“Mientras los niños mueran
Yo no logro entender la misión de la muerte”
Con esos dos versos, Miguel Otero Silva
reafirmaba la condición arbitraria de la muerte. Lo que la tradición occidental
ha encarnado en un lúgubre personaje dotado de guadaña, es, a no dudarlo, un ente caracterizado por la estupidez y el
capricho, incapaz, por ende, del menor sentido de la oportunidad.
Lo extemporáneo de la muerte del Comandante
Chávez es algo que muy pocos dejarán de
percibir, incluso entre aquellos que siempre le adversaron.
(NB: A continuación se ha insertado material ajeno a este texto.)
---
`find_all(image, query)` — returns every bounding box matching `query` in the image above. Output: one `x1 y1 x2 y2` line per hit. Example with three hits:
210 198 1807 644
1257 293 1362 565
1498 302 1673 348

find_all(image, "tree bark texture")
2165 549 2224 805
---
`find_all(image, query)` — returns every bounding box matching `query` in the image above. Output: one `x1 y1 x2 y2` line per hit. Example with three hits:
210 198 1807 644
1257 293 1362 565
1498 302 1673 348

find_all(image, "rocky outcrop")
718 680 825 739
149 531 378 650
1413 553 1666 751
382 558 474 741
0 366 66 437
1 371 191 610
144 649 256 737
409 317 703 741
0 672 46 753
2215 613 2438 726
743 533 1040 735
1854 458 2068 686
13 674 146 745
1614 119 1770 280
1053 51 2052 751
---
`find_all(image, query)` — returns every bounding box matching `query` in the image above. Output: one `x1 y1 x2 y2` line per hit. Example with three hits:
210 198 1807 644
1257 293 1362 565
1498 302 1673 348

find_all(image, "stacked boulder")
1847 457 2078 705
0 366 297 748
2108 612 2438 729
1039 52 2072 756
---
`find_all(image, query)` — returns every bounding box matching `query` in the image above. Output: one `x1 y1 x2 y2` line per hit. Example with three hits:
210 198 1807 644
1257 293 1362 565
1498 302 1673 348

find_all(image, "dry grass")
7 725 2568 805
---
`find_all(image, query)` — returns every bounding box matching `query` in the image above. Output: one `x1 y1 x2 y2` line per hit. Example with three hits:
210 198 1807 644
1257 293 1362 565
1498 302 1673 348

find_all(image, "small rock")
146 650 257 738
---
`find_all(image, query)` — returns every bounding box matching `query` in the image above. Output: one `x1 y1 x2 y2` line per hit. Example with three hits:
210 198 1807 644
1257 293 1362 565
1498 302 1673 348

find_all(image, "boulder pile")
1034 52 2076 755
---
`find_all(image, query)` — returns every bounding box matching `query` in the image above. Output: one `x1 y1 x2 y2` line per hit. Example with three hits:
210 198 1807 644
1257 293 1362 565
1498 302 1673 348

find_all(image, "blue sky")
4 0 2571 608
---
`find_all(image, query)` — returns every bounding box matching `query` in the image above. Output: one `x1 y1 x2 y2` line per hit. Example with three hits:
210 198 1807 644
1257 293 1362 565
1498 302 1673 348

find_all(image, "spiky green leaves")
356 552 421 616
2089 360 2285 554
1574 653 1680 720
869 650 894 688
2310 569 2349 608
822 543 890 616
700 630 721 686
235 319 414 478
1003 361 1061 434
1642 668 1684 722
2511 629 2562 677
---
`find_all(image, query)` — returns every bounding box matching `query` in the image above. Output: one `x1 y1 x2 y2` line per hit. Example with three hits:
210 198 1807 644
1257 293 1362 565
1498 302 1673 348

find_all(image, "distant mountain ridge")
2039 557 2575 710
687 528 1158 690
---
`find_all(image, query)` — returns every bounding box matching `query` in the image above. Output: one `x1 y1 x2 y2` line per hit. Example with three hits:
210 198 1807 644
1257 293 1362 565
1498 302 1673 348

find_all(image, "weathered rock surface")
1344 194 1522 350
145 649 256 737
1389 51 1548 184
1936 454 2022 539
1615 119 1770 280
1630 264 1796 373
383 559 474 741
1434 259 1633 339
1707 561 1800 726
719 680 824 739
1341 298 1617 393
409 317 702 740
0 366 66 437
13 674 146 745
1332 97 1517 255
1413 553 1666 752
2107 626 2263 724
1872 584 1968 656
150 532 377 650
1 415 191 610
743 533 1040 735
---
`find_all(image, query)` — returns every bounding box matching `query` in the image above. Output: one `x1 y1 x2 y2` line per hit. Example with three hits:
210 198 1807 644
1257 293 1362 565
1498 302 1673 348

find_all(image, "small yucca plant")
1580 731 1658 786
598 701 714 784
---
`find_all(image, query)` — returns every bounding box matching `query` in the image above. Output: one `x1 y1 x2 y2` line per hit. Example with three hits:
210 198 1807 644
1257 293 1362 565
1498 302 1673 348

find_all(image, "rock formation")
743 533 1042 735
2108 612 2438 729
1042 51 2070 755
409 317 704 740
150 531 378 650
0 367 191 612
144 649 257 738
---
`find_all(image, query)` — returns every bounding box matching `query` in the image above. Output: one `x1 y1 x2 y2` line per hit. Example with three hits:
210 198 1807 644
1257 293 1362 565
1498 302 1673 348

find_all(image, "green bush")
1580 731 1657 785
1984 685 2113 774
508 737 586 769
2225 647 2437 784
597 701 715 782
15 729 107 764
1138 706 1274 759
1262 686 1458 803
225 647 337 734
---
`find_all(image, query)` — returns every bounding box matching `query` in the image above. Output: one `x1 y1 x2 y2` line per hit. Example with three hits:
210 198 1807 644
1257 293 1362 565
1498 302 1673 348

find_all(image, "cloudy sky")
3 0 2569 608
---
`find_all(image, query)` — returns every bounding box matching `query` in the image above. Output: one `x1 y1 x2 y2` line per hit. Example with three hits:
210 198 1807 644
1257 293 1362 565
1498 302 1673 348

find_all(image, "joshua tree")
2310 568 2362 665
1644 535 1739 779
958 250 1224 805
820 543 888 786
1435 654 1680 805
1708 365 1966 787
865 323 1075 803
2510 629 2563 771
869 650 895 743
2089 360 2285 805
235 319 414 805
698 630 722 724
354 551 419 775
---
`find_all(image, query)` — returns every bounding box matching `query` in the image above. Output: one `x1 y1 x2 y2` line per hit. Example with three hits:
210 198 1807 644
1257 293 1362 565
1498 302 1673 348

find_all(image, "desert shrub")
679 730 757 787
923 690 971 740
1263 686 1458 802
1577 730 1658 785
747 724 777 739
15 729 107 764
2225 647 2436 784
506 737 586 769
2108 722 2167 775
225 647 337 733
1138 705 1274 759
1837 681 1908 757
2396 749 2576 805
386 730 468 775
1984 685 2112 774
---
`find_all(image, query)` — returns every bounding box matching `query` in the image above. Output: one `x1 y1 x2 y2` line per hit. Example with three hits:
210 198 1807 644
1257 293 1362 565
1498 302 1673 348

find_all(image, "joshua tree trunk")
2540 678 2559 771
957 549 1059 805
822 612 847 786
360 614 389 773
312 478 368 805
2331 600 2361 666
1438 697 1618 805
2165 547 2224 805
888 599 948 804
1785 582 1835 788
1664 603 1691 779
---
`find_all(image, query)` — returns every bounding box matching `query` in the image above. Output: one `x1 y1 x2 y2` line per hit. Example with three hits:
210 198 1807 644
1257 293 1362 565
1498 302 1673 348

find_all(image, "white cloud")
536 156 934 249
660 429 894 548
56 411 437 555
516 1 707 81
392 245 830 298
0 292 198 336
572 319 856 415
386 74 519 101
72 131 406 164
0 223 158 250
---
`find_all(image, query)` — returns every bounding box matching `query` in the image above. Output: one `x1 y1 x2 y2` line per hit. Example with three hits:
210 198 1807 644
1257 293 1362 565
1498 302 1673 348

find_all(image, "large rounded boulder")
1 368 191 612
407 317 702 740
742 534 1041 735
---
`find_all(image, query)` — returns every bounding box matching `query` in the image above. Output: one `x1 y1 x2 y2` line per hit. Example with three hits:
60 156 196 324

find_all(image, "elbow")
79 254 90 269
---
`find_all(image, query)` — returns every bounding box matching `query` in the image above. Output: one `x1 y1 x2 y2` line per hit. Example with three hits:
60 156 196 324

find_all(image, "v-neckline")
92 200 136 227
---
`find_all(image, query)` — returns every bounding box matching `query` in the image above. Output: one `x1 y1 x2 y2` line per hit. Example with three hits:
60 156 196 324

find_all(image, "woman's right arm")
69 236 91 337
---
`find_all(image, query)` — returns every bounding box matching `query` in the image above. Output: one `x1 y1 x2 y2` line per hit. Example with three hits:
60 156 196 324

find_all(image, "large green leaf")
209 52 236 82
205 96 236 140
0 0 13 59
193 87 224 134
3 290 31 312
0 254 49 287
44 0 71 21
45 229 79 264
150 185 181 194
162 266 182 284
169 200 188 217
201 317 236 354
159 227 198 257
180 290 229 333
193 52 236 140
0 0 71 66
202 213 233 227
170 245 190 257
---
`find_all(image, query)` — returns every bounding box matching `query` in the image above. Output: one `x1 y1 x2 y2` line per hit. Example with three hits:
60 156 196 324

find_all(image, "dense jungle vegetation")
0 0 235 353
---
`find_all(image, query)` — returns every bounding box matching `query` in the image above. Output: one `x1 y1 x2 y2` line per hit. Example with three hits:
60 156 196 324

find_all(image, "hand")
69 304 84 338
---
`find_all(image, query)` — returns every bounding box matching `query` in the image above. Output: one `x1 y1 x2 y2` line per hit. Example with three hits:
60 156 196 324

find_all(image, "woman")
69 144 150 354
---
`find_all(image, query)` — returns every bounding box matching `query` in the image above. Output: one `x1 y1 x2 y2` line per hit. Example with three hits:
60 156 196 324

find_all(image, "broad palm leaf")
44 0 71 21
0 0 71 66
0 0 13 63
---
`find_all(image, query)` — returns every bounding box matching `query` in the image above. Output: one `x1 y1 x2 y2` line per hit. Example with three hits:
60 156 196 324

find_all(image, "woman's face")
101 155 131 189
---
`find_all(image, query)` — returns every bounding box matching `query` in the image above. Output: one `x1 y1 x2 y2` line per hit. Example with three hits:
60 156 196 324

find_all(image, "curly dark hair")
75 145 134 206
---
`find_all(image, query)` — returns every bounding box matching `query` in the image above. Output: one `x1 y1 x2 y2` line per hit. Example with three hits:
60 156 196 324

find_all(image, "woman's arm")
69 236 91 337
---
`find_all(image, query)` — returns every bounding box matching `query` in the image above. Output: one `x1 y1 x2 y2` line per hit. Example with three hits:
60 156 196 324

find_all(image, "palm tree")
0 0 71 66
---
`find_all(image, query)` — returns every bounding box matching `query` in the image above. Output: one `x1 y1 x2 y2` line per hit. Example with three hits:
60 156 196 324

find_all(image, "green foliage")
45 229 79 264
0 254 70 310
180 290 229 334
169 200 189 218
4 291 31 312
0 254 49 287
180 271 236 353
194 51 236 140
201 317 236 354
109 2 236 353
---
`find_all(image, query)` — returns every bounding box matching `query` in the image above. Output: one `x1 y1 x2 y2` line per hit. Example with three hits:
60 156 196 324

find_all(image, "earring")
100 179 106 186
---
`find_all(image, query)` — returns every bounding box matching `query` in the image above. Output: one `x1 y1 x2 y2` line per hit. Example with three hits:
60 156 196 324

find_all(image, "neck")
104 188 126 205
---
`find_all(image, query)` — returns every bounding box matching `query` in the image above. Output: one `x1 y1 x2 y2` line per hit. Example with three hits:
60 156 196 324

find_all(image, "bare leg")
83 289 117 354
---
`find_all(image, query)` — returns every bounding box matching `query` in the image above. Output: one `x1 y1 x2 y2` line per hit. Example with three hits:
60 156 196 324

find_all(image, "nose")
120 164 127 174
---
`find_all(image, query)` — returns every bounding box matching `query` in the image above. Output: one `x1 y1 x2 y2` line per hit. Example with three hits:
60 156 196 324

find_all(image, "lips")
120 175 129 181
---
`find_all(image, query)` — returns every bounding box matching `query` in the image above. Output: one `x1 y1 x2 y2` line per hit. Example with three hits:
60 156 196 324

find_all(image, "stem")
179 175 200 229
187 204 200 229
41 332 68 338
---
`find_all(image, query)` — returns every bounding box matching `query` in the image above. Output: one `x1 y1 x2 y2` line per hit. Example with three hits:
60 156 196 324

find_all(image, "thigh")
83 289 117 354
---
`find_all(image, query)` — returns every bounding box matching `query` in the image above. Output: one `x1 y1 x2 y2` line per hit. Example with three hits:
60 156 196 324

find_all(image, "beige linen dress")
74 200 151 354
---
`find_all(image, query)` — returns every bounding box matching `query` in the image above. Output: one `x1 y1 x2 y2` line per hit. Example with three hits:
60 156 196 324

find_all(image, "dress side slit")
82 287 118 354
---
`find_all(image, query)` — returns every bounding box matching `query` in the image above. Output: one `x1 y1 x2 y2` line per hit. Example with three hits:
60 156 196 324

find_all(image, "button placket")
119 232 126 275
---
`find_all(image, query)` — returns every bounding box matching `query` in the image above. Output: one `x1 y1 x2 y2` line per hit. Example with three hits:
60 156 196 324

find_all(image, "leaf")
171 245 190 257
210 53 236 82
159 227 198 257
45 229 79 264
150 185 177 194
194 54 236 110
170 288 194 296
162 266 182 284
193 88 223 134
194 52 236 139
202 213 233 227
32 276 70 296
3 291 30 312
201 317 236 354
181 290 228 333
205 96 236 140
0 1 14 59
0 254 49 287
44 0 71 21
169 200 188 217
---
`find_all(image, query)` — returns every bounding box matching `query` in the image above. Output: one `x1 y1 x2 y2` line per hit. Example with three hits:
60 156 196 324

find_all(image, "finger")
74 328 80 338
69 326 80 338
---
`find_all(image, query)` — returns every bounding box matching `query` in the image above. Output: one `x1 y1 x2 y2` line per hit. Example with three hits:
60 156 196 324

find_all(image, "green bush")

No solo porque
cronológicamente hablando, su expectativa de vida hubiese podido exceder en
décadas el momento de su fallecimiento, sino porque la historia le había
asignado un rol, a todas luces inconcluso, en el devenir de la Venezuela
contemporánea.
Para quienes
trajinamos las cuatro décadas finales del siglo XX, el panorama político y
social del país no podía ser más desolador. La desesperanza era el sino de los
tiempos. Quienes entonces aún se
aferraban, aunque no fuese mas que una reserva del alma, a un proyecto de
redención colectiva, entendían que nada ocurriría durante mucho tiempo que
alterase la pendiente que sin pausa ni tregua hundía a Venezuela y a los
venezolanos en la abulia y la miseria.
Incluso sin las
consecuencias ulteriores que tuvo, la insurrección cívico militar de 1992
liderada por el Comandante Chávez, habría logrado el nada desdeñable efecto de
ser una campanada capaz de poner en alerta a una población que llevaba mucho
tiempo abotagada por un discurso sin fin, en el que se repetía que seríamos
pronto más felices y prósperos si aceptábamos ser cada día más tristes y
pobres.
Recuerdo la
inesperada opinión de un amigo, a los pocos días de la insurrección, según la
cual nada mejor habría podido pasarnos, puesto que vivíamos en un país sin
expectativas, sin proyectos y, por ende, sin futuro. Y aunque ese amigo
terminaría prontamente engrosando las filas de la oposición más visceral al
gobierno de Chávez, la suya me parece aún hoy una explicación que resume en
pocas pero eficaces palabras, el punto de depresión al que habíamos calado como
pueblo.
Se ha dicho sin
pausa que Chávez era un vendedor de ilusiones, y es casi risible
constatar que quienes eso afirmaban, no cayeron nunca en cuenta de la
extraordinaria verdad que expresaban. Nadie como el Comandante percibió que la
necesidad más perentoria de los venezolanos, en ese momento, era el vislumbre
de un horizonte posible, cosa que la mayoría de nosotros fuimos incapaces de
ver, entregados como estábamos a la desesperanza y la derrota.
La imperdonable
muerte enamorada del poeta Miguel Hernández, nos ha privado de un líder y
visionario capaz de repartir esperanzas y sueños, pero también vitalidad y
confianza en un pueblo que amó la ilimitada sencillez de su alma, su capacidad
de ser llano, su humildad para equivocarse y reconocerlo, su imposibilidad
esencial de separarse de lo más autentico del ser venezolano.